Akai menemukannya saat ia berjalan pulang menuju rumah. Tubuhnya yang kurus dan
basah karena tersiram air hujan membuat Akai iba dan memutuskan untuk
membiarkan gadis itu tinggal di rumahnya. Tak peduli dari mana asalnya dan apa
latar belakangnya, kebetulan juga Akai tinggal sendirian. “Siapa namamu?” Tanya
Akai pada malam hari itu, gadis itu diam tak menjawab. Akai tidak memaksanya
untuk menjawab, ia membiarkan gadis misterius itu memakai kamar mandi dan
meminjamkannya pakaian. Setelah selesai gadis itu membersihkan diri, “Namaku, Digi”
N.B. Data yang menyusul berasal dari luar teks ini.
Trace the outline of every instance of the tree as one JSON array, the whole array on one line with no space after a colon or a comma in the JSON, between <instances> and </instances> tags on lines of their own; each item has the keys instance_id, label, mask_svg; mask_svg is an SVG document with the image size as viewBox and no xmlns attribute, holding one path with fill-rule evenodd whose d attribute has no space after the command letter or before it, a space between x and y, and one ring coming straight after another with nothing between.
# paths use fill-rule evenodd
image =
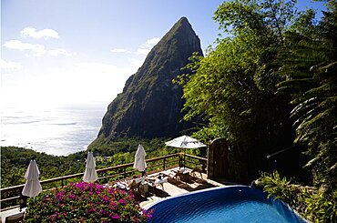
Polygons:
<instances>
[{"instance_id":1,"label":"tree","mask_svg":"<svg viewBox=\"0 0 337 223\"><path fill-rule=\"evenodd\" d=\"M204 114L209 125L197 134L230 142L232 176L239 179L256 177L269 153L293 140L288 98L274 94L281 80L275 59L292 6L271 0L223 3L214 19L230 37L206 57L194 57L189 68L195 74L180 78L185 118Z\"/></svg>"},{"instance_id":2,"label":"tree","mask_svg":"<svg viewBox=\"0 0 337 223\"><path fill-rule=\"evenodd\" d=\"M280 55L280 73L286 79L278 87L279 94L291 96L295 142L307 148L306 167L311 169L314 183L336 188L336 1L329 1L328 10L318 25L308 11L286 34Z\"/></svg>"}]
</instances>

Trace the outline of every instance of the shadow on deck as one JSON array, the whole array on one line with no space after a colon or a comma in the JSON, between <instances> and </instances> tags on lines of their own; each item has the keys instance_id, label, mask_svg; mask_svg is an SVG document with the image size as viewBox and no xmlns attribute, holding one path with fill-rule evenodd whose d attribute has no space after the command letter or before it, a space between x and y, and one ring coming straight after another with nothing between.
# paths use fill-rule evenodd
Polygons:
<instances>
[{"instance_id":1,"label":"shadow on deck","mask_svg":"<svg viewBox=\"0 0 337 223\"><path fill-rule=\"evenodd\" d=\"M175 169L170 170L173 171ZM168 178L168 182L163 184L163 188L161 188L160 186L150 188L148 192L145 195L137 195L136 199L140 202L141 207L144 207L168 197L224 186L224 184L218 182L218 180L214 181L208 179L206 174L202 174L201 178L199 173L197 173L196 175L190 176L189 179L187 181L177 180L170 177Z\"/></svg>"}]
</instances>

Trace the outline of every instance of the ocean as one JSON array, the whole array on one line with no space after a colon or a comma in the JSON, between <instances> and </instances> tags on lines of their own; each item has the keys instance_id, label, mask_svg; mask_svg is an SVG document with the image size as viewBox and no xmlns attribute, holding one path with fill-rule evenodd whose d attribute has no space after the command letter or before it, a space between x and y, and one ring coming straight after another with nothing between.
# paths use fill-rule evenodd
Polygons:
<instances>
[{"instance_id":1,"label":"ocean","mask_svg":"<svg viewBox=\"0 0 337 223\"><path fill-rule=\"evenodd\" d=\"M86 150L97 137L107 106L1 109L0 146L56 156Z\"/></svg>"}]
</instances>

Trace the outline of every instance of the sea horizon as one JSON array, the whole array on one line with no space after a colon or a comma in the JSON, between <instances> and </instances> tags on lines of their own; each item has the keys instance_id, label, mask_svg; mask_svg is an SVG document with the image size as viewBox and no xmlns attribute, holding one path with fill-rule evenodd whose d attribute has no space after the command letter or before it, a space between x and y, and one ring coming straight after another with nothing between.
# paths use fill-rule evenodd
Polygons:
<instances>
[{"instance_id":1,"label":"sea horizon","mask_svg":"<svg viewBox=\"0 0 337 223\"><path fill-rule=\"evenodd\" d=\"M17 147L54 156L87 150L101 127L107 105L1 108L1 147Z\"/></svg>"}]
</instances>

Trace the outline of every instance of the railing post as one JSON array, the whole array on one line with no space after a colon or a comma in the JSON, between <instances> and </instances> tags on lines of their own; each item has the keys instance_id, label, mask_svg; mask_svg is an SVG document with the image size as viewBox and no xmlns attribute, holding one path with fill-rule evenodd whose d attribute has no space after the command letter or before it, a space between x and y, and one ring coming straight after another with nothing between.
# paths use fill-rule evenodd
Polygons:
<instances>
[{"instance_id":1,"label":"railing post","mask_svg":"<svg viewBox=\"0 0 337 223\"><path fill-rule=\"evenodd\" d=\"M182 167L182 156L181 153L179 154L179 167Z\"/></svg>"}]
</instances>

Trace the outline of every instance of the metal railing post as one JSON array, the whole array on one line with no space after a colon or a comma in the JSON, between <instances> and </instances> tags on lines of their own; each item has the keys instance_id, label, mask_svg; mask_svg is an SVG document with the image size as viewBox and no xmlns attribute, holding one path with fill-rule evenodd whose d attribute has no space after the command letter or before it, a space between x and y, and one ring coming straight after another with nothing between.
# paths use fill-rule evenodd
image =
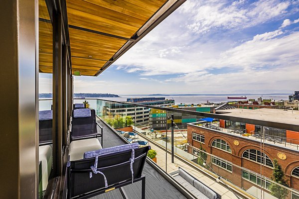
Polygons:
<instances>
[{"instance_id":1,"label":"metal railing post","mask_svg":"<svg viewBox=\"0 0 299 199\"><path fill-rule=\"evenodd\" d=\"M171 114L171 163L174 163L174 133L173 129L173 114ZM166 140L167 142L167 140Z\"/></svg>"}]
</instances>

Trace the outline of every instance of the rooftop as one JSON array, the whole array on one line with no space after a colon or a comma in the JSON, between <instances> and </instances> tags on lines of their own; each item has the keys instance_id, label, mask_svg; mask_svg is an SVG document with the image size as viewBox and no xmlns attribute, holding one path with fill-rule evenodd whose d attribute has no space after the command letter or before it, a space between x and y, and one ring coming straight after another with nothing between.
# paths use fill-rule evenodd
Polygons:
<instances>
[{"instance_id":1,"label":"rooftop","mask_svg":"<svg viewBox=\"0 0 299 199\"><path fill-rule=\"evenodd\" d=\"M222 114L246 119L258 119L274 122L298 125L299 111L280 109L260 108L256 109L230 109L217 110Z\"/></svg>"}]
</instances>

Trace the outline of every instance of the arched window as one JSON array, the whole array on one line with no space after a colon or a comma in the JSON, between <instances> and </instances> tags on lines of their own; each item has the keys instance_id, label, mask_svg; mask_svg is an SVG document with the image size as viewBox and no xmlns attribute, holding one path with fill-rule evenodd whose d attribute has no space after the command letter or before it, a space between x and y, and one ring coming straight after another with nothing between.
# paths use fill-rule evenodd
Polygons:
<instances>
[{"instance_id":1,"label":"arched window","mask_svg":"<svg viewBox=\"0 0 299 199\"><path fill-rule=\"evenodd\" d=\"M232 152L232 150L228 144L227 144L226 141L222 140L221 139L214 140L212 142L212 146L227 151L229 153Z\"/></svg>"},{"instance_id":2,"label":"arched window","mask_svg":"<svg viewBox=\"0 0 299 199\"><path fill-rule=\"evenodd\" d=\"M267 155L258 150L247 149L243 152L242 157L273 168L273 163L271 159Z\"/></svg>"},{"instance_id":3,"label":"arched window","mask_svg":"<svg viewBox=\"0 0 299 199\"><path fill-rule=\"evenodd\" d=\"M299 178L299 167L295 168L292 172L292 174L293 176L296 176Z\"/></svg>"}]
</instances>

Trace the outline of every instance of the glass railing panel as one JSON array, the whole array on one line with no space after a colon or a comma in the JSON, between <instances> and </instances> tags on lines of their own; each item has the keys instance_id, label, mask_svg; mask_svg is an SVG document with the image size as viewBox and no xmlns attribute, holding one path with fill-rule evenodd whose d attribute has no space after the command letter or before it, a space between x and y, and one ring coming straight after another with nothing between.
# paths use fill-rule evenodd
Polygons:
<instances>
[{"instance_id":1,"label":"glass railing panel","mask_svg":"<svg viewBox=\"0 0 299 199\"><path fill-rule=\"evenodd\" d=\"M86 104L86 107L90 109L95 109L97 112L97 99L74 99L73 100L74 103L85 103Z\"/></svg>"},{"instance_id":2,"label":"glass railing panel","mask_svg":"<svg viewBox=\"0 0 299 199\"><path fill-rule=\"evenodd\" d=\"M295 144L297 140L286 135L283 142L278 141L276 137L283 138L281 134L287 132L286 130L272 129L274 131L271 132L279 133L279 136L276 136L271 133L268 127L241 123L232 125L233 122L229 121L223 122L158 107L144 107L142 109L138 104L129 108L128 106L132 105L122 102L117 105L109 101L97 103L105 103L106 106L113 108L108 114L103 113L105 111L103 111L100 113L104 120L108 117L114 121L122 118L122 128L110 122L120 134L131 143L139 141L142 143L141 146L150 145L156 151L156 164L168 174L182 168L200 179L207 186L213 186L219 193L224 195L230 193L226 195L230 198L238 198L230 191L232 186L246 192L244 194L247 193L257 198L296 199L299 195L296 185L299 180L299 167L294 169L299 165L295 164L296 155L291 155L292 153L298 153ZM126 110L127 112L124 111L125 107L129 108ZM134 111L130 112L130 109ZM148 110L149 120L145 122L147 115L144 111ZM132 125L130 122L126 123L128 113L133 121ZM171 115L173 115L173 119ZM268 132L268 137L265 135L266 132ZM292 144L291 141L288 144L288 139L292 139ZM288 145L295 147L286 147ZM273 149L269 149L271 147ZM276 150L275 152L271 151L273 149ZM288 150L291 150L290 153L287 152ZM284 162L287 158L288 161ZM272 178L274 165L271 164L275 164L274 159L279 160L282 168L280 171L286 176L286 186L276 183ZM293 163L288 167L285 162ZM277 179L276 181L279 182Z\"/></svg>"},{"instance_id":3,"label":"glass railing panel","mask_svg":"<svg viewBox=\"0 0 299 199\"><path fill-rule=\"evenodd\" d=\"M38 100L39 110L51 110L53 105L52 99L41 99Z\"/></svg>"}]
</instances>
ucapnya dengan wajah sinis. “Digi-chan?” tanya Akai, “Hanya Digi, tanpa
tambahan Chan” lagi-lagi ia menjawab dengan ketus.
“Ohayou,
Akai-chan!” seorang perempuan cantik memeluk tangan Akai, “Ohayou Hime-sama” senyumnya
ramah. “Hei, nanti sepulang sekolah kita kencan yuk!”, “Uhm, kencan yah?” Akai
teringat kalau ia sudah tidak tinggal sendirian, “Kenapa? Takut ketahuan
pacarmu yah?” tanya Hime yang heran melihat wajah Akai. “Uh, haha enggak kok. Aku
enggak punya pacar, atau bagaimana kalau kita pacaran saja?” Akai melupakan
Digi yang selalu menunggunya di rumah. “Sepertinya bukan ide buruk, aku juga
lagi enggak punya pacar, jadi enggak masalah juga” Hime tersenyum manis sambil
mempererat pelukannya. Akai membalasnya dengan senyuman manis dan satu kecupan
di bibir Hime.
Sepulang
sekolah, “Akai-chan, ayo kencan!” Hime menghampiri Akai ke ruang kelasnya. “Kalian pacaran?” tanya Miyu salah satu teman kelas Akai, “Menurutmu?” Akai
tersenyum nakal. “Bukannya kau baru saja putus dari Lily?”, “Biarlah, sudah ya
aku ada urusan” Akai meninggalkan Miyu dan segera menggandeng tangan Hime. “Jadi,
sekarang kau mau kencan dimana?”, “Bagaimana kalau kita ke bioskop? Lalu kita
makan malam bersama” ajak Hime. “Ide yang bagus, ayo kita rayakan hari jadian
kita” sekali lagi Akai mengecup bibir Hime, tak peduli ia sedang berada dimana.
Jam
menunjukkan pukul 23:30, “Tadaima” sapa Akai yang baru pulang kerumah. “Okaeri,
dari mana?”, “Aku pulang sekolah, dari mana lagi memangnya?”, “Semalam ini?”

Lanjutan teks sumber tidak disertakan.